Millions of people, including the laborers and the creative and intelligent ones, have “opted out” from society. They’ve abandoned cities, their jobs, and the ever-present surveillance they’re under by the super-rich, and they’ve instead chosen to build a new society on their own.
The book centers primarily around three young people. Hubert and Seth are two friends who meet Natalie at a “Communist Party” she’s put together. Natalie is the rebellious daughter of one of the world’s wealthiest families, and together they decide to walkaway. But their decision puts them at the center of the escalating conflict between the walkaway world and the establishment they abandoned.

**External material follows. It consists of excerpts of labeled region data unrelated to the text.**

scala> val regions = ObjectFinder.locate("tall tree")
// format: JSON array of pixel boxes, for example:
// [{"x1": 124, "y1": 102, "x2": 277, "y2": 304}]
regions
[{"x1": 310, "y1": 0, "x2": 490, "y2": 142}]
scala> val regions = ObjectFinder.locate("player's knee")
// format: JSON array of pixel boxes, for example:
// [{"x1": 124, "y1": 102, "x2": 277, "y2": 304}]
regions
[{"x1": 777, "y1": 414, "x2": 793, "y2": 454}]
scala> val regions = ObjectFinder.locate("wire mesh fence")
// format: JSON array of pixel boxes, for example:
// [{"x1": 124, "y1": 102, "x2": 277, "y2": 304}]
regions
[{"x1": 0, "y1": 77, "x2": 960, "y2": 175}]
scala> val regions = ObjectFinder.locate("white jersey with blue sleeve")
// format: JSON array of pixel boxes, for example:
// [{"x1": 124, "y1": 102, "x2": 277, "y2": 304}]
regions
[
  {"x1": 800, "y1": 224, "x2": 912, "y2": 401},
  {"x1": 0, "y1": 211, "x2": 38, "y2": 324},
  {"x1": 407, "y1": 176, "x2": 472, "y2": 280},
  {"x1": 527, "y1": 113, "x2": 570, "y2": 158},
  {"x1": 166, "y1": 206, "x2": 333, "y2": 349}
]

The book is highly intelligent and philosophical. Each page is dense with Doctorow’s own terminology and mind-bending ideas. He described the book as “utopian” because it’s his attempt to describe a society that has rebuilt and reinvented itself after the world has gone beyond its tipping point. Individually and collectively, the walkaways’ act in ways most beneficial to others and not themselves. Behavior atypical from what you would expect following the disasters they’ve survived.
I enjoyed the ideas and the philosophy Doctorow included in his book. But I would have enjoyed it more if it had also contained a more compelling plot. I felt like Doctorow was so focused on creating this wildly-imaginative idea of what the world could eventually become, that he forgot to include a plot that would tie it all together and make readers care about what ultimately happened to his characters.